% Generated by roxygen2: do not edit by hand
% Please edit documentation in R/dumpers.R
\name{dumpers}
\alias{dumpers}
\alias{dump_raw_to_txt}
\alias{dump_to_rds}
\alias{dump_raw_to_db}
\title{Result dumpers}
\usage{
dump_raw_to_txt(res, args, as, file_pattern = "oaidump",
  file_dir = ".", file_ext = ".xml")

dump_to_rds(res, args, as, file_pattern = "oaidump", file_dir = ".",
  file_ext = ".rds")

dump_raw_to_db(res, args, as, dbcon, table_name, field_name, ...)
}
\arguments{
\item{res}{results, depends on \code{as}, not to be specified by the user}

\item{args}{list, query arguments, not to be specified by the user}

\item{as}{character, type of result to return, not to be specified by the
user}

\item{file_pattern, file_dir, file_ext}{character respectively: initial part of
the file name, directory name, and file extension used to create file
names. These arguments are passed to \code{\link[=tempfile]{tempfile()}} arguments
\code{pattern}, \code{tmpdir}, and \code{fileext} respectively.}

\item{dbcon}{\pkg{DBI}-compliant database connection}

\item{table_name}{character, name of the database table to write into}

\item{field_name}{character, name of the field in database table to write
into}

\item{...}{arguments passed to/from other functions}
}
\value{
Dumpers should return \code{NULL} or a value that will be collected
and returned by the function using the dumper.

\code{dump_raw_to_txt} returns the name of the created file.

\code{dump_to_rds} returns the name of the created file.

\code{dump_xml_to_db} returns \code{NULL}
}
\description{
Result dumpers are functions allowing to handle the chunks of results from
OAI-PMH service "on the fly". Handling can include processing, writing to
files, databases etc.
}
\details{
Often the result of a request to a OAI-PMH service are so large that it is
split into chunks that need to be requested separately using
\code{resumptionToken}. By default functions like
\code{\link[=list_identifiers]{list_identifiers()}} or \code{\link[=list_records]{list_records()}} request these
chunks under the hood and return all concatenated in a single R object. It
is convenient but insufficient when dealing with large result sets that
might not fit into RAM. A result dumper is a function that is called on
each result chunk. Dumper functions can write chunks to files or databases,
include initial pre-processing or extraction, and so on.

A result dumper needs to be function that accepts at least the arguments:
\code{res}, \code{args}, \code{as}. They will get values by the enclosing
function internally. There may be additional arguments, including \code{...}.
Dumpers should return \code{NULL} or a value that will
be collected and returned by the function calling the dumper (e.g.
\code{\link[=list_records]{list_records()}}).

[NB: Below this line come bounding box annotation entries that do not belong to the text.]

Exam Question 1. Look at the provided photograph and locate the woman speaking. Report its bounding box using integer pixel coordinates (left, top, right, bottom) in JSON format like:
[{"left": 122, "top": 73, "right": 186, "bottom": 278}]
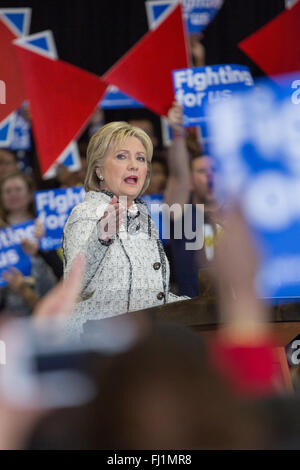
[{"left": 63, "top": 122, "right": 186, "bottom": 334}]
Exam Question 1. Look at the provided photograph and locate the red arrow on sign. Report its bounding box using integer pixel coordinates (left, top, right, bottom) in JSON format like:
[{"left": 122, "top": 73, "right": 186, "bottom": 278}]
[{"left": 102, "top": 5, "right": 189, "bottom": 115}]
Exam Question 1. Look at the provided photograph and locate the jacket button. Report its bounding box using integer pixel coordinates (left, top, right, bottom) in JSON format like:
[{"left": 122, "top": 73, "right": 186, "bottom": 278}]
[{"left": 157, "top": 292, "right": 165, "bottom": 300}]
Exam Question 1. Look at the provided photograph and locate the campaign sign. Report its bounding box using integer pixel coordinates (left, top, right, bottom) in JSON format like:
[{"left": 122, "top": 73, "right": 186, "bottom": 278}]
[
  {"left": 141, "top": 194, "right": 164, "bottom": 240},
  {"left": 146, "top": 0, "right": 223, "bottom": 34},
  {"left": 173, "top": 65, "right": 254, "bottom": 127},
  {"left": 9, "top": 111, "right": 31, "bottom": 151},
  {"left": 99, "top": 85, "right": 143, "bottom": 109},
  {"left": 34, "top": 187, "right": 85, "bottom": 250},
  {"left": 209, "top": 73, "right": 300, "bottom": 301},
  {"left": 0, "top": 220, "right": 34, "bottom": 287}
]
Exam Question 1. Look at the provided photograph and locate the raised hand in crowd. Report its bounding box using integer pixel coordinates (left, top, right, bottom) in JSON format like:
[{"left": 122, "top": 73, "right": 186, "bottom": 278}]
[
  {"left": 21, "top": 219, "right": 45, "bottom": 256},
  {"left": 2, "top": 267, "right": 39, "bottom": 308}
]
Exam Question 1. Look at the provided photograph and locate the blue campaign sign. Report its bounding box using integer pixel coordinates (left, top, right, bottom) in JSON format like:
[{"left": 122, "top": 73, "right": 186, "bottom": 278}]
[
  {"left": 99, "top": 85, "right": 143, "bottom": 109},
  {"left": 34, "top": 187, "right": 85, "bottom": 250},
  {"left": 9, "top": 111, "right": 31, "bottom": 151},
  {"left": 0, "top": 220, "right": 34, "bottom": 287},
  {"left": 146, "top": 0, "right": 223, "bottom": 34},
  {"left": 173, "top": 64, "right": 254, "bottom": 127},
  {"left": 142, "top": 194, "right": 164, "bottom": 240},
  {"left": 209, "top": 71, "right": 300, "bottom": 301}
]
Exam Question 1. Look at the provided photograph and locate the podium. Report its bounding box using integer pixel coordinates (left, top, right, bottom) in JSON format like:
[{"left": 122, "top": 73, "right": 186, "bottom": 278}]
[{"left": 84, "top": 297, "right": 300, "bottom": 391}]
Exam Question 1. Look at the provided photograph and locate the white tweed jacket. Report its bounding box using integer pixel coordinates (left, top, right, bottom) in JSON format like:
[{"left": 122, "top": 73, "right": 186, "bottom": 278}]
[{"left": 63, "top": 191, "right": 187, "bottom": 335}]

Currently result dumpers can be used with functions:
\code{\link[=list_identifiers]{list_identifiers()}}, \code{\link[=list_records]{list_records()}}, and \code{\link[=list_sets]{list_sets()}}.
To use a dumper with one of these functions you need to:
\itemize{
\item Pass it as an additional argument \code{dumper}
\item Pass optional addtional arguments to the dumper function in a list
as the \code{dumper_args} argument
}

See Examples. Below we provide more details on the dumpers currently
implemented.

\code{dump_raw_to_txt} writes raw XML to text files. It requires
\code{as=="raw"}. File names are created using \code{\link[=tempfile]{tempfile()}}. By
default they are written in the current working directory and have a format
\code{oaidump*.xml} where \code{*} is a random string in hex.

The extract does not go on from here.